I get above message when running a benchmark. Has anyone ever seen this message or knows where the problem could be?
It looks like one batch interval runs successfully (high CPU load) and than no other interval starts (idle CPU for the rest of the benchmark).

lroderic

  • Moderator
  • Full Member
  • *****
  • Posts: 167
  • Karma: +6/-0
Re: bach_interval[1]:FAILED batch interval was never started
« Reply #1 on: November 09, 2015, 12:35:06 PM »
We'll need much more info. On the client please zip up /opt/SPECvirt/*.out and Control.config then post it here.

scharel

  • Newbie
  • *
  • Posts: 3
  • Karma: +1/-0
Re: bach_interval[1]:FAILED batch interval was never started
« Reply #2 on: November 12, 2015, 04:22:08 AM »
Thank you for the reply. This issue seems to be solved now. It was probably related to shortened intervals for testing.

We probably had a successful run over night but the output to the raw file suddenly stopped at a file size of exactly 64k.
Load on the system was visible for the whole test interval.
OS is Centos 6.4.

lroderic

  • Moderator
  • Full Member
  • *****
  • Posts: 167
  • Karma: +6/-0
Re: bach_interval[1]:FAILED batch interval was never started
« Reply #3 on: November 12, 2015, 09:39:22 AM »
Yes, a shortened measurement interval will mess with the batch workload. Glad to hear it's working.

tdeneau

  • Jr. Member
  • **
  • Posts: 51
  • Karma: +1/-1
Re: bach_interval[1]:FAILED batch interval was never started
« Reply #4 on: January 11, 2017, 12:52:38 PM »
I noticed this FAILED batch interval was never started message as well (I had shortened the run time to 1 hour instead of 2).  Can you provide more detail as to what is meant by messing with the batch workload?   When I look at the results directory I see CPU2006 .log files created for about the first 10 minutes of the run.

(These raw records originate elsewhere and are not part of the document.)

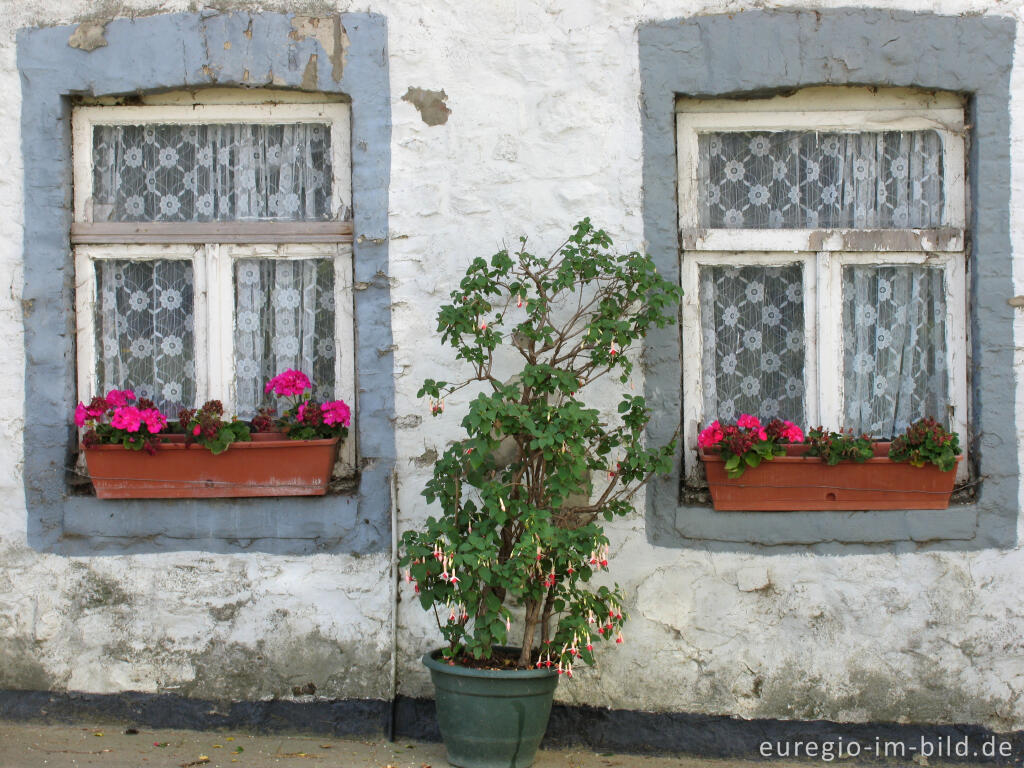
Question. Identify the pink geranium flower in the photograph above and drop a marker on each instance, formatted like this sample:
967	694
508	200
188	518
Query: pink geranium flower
337	412
289	383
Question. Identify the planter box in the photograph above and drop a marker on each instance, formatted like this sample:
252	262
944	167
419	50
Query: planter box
270	465
797	482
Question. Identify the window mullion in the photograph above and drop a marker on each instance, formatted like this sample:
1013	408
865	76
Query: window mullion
829	339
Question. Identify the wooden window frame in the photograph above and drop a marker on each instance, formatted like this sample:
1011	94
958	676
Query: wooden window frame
214	247
822	253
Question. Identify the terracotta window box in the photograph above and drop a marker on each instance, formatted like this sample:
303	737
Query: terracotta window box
270	465
799	482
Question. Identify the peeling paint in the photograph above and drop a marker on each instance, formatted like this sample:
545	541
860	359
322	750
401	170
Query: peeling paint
88	36
431	104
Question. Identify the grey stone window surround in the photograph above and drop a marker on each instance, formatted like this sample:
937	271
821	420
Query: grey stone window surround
754	53
181	51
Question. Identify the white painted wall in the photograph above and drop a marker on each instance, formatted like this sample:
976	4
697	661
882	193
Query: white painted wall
545	128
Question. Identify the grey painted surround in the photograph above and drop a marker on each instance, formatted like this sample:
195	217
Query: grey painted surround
763	52
188	50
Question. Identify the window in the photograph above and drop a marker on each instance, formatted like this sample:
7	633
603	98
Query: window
823	259
212	250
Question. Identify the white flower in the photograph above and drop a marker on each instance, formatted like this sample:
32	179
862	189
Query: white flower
133	157
248	322
883	338
758	195
770	314
204	205
860	169
325	347
247	369
733	170
168	157
141	348
863	361
135	206
864	315
169	205
138	300
170	298
286	298
171	345
249	273
733	218
286	346
759	145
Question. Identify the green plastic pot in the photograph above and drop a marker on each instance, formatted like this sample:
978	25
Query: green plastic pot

Yes, a shortened measurement interval will mess with the batch workload. Glad to hear it's working.

AnoopGupta

  • Jr. Member
  • **
  • Posts: 60
  • Karma: +0/-0
Re: bach_interval[1]:FAILED batch interval was never started
« Reply #5 on: January 18, 2017, 01:52:18 PM »
Batchserver runs workload once per hour. With POLL_INTERVAL_SEC reduced to 3600, batchserver would not have gotten chance to start the 2nd iteration, resulting in the error. However, the 1st iteration of batchserver should have run fine. If batchserver workload did not run at all, you will have to debug further.